An accounting industry source involved in the proposal said the government wants a company in trouble to get six months' bankruptcy protection to allow it to reach a deal with creditors, or find a 'white knight' to rescue the firm, and head off its liquidation.
Previous drafts of the bill have foundered on disagreement over when and how much a company seeking such protection would have to pay its employees. The measure has been withdrawn, modified and subjected to public consultation several times.
Hong Kong is one of the few major jurisdictions without corporate rescue procedures to prevent companies simply collapsing. In the United States, indebted companies can file for what is known as Chapter 11 bankruptcy protection; Britain, Singapore, Japan, Australia and Canada have similar systems. According to the Companies Registry, 832 Hong Kong companies were wound up in the first nine months of this year, compared with 921 in the whole of last year and 900 in 2007.

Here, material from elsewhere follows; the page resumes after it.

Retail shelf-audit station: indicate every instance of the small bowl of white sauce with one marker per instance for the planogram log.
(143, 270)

The Law Reform Commission first proposed a corporate rescue procedure in 1996 and the government submitted its first draft Corporate Rescue Bill to Legco in 2000.
That draft was widely opposed by accountants, lawyers and the business community because it required firms to pay employees their wages and entitlements in full before they could begin seeking a rescue plan. In 2003, the government came up with a compromise proposal to cap payouts at HK$258,500 per employee, but that, too, was rejected.
The global financial crisis last year highlighted the need to revisit the idea of a corporate rescue plan and the government duly dusted off the bill. It has sought the views of industry experts over the past few months.
The accountant involved in formulating the consultation paper said the new proposal sought to break the deadlock over pay by giving companies a grace period of around six weeks from the initiation of corporate rescue procedures to pay some of the debts it owed employees. These initial payments would be capped at HK$36,000 per employee.
If a rescue plan were approved, a company would have a year to pay amounts in excess of that. If creditors did not approve a rescue plan and the firm went bust, employees could claim money from the Protection of Wages on Insolvency Fund up to a maximum of HK$36,000.
A government official with knowledge of the proposal said the aim of such a law would be to 'provide an opportunity for companies with viable long-term business prospects but with short-term financial difficulties to restructure their debts'.
However, there are already signs the new proposal may get short shrift in some quarters. Abraham Razack, the lawmaker representing the real estate and construction sector, said Hong Kong's legal and business systems were different from overseas markets and corporate rescue procedures might not suit the city.